Race against time to locate living inhabitants buried under tons of mud and rocks when landslide hit the village rescue crews in Liangshui, Zhenxiong County of the province give them Yunnanwhere a total of 47 people were buried in 18 houses.

Meanwhile, a new 7.1-magnitude earthquake hit northwest China’s Xinjiang province yesterday and was felt in Kyrgyzstan, Kazakhstan and Uzbekistan.

The Chinese news agency Xinhua reports that houses collapsed in communities near the epicenter of the earthquake. Currently, there is no information about dead, he clarifies.

Tragedy in the mud

The landslide in Liangshui unfolded in the early hours of yesterday Monday, at 05:51 (local time; yesterday Sunday at 23:51 Greek time) and has already claimed the lives of 11 people.

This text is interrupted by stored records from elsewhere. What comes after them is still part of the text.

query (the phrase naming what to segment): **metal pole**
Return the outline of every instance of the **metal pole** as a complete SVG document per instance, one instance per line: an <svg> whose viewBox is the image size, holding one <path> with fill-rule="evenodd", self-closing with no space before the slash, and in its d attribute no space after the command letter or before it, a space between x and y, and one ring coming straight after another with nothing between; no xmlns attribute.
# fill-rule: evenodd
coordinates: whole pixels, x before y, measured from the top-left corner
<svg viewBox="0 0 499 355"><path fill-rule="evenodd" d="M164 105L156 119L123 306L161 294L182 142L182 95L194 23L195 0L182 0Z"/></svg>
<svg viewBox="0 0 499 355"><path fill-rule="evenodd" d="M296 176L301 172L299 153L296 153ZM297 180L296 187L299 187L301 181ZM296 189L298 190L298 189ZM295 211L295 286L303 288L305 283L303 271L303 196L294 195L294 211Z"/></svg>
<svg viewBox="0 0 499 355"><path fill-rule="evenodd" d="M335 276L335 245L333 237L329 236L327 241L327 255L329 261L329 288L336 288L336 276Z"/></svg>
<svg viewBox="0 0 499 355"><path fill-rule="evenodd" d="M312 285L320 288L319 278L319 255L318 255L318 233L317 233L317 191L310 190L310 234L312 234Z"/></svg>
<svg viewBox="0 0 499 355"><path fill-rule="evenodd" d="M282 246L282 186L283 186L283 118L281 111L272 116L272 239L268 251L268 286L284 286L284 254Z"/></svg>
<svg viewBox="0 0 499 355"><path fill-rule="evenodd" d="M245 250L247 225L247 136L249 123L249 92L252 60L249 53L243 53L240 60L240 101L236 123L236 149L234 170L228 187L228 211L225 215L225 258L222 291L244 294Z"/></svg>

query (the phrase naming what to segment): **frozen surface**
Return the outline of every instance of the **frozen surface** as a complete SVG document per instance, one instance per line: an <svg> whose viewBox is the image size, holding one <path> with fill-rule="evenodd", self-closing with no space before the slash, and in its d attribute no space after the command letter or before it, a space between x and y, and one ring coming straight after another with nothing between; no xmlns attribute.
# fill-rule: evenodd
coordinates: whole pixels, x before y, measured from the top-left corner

Authorities preemptively proceeded to hastily evacuate more than 200 other people.

Search and rescue teams continue to race against time to locate and retrieve missing persons as temperatures are below freezing, New China noted.

“Operations (…) are continuing throughout the night,” firefighter Li Shenglong told the agency, as the village was blanketed in snow.

They are operating somewhere on the spot 1,000 members of search and rescue teams with dozens of specially trained dogs and about 120 vehicles, according to New China.

At Yunnan, mountainous province, many members of ethnic minorities live. It is from poorer regions of China.

The disaster took place in a rural area surrounded by imposing snow-capped mountains. No official explanation has yet been given as to the causes.

Chinese state television CCTV broadcast footage showing rescue crews searching for survivors in the metal and concrete debris.

Residents of the wider area are also participating in the relief operation, the agency noted.

“Our village is not far away,” Hong Jie, 38, told New China. “We came mainly to distribute basic necessities, to prepare food, to distribute it to those in need,” he added.

The rock mass that flattened part of the village was “100 meters wide and 60 meters high, with a depth of about 6 meters,” explained Wu Junyao, director of the Natural Resources and Planning Department in Jiaotong, the city where Liangshui Village is administered. .

President Xi Jinping called on rescue workers on Monday to “do everything possible to limit the number of casualties”.

Landslides are common in mountainous areas of southwestern China, especially after heavy rainfall.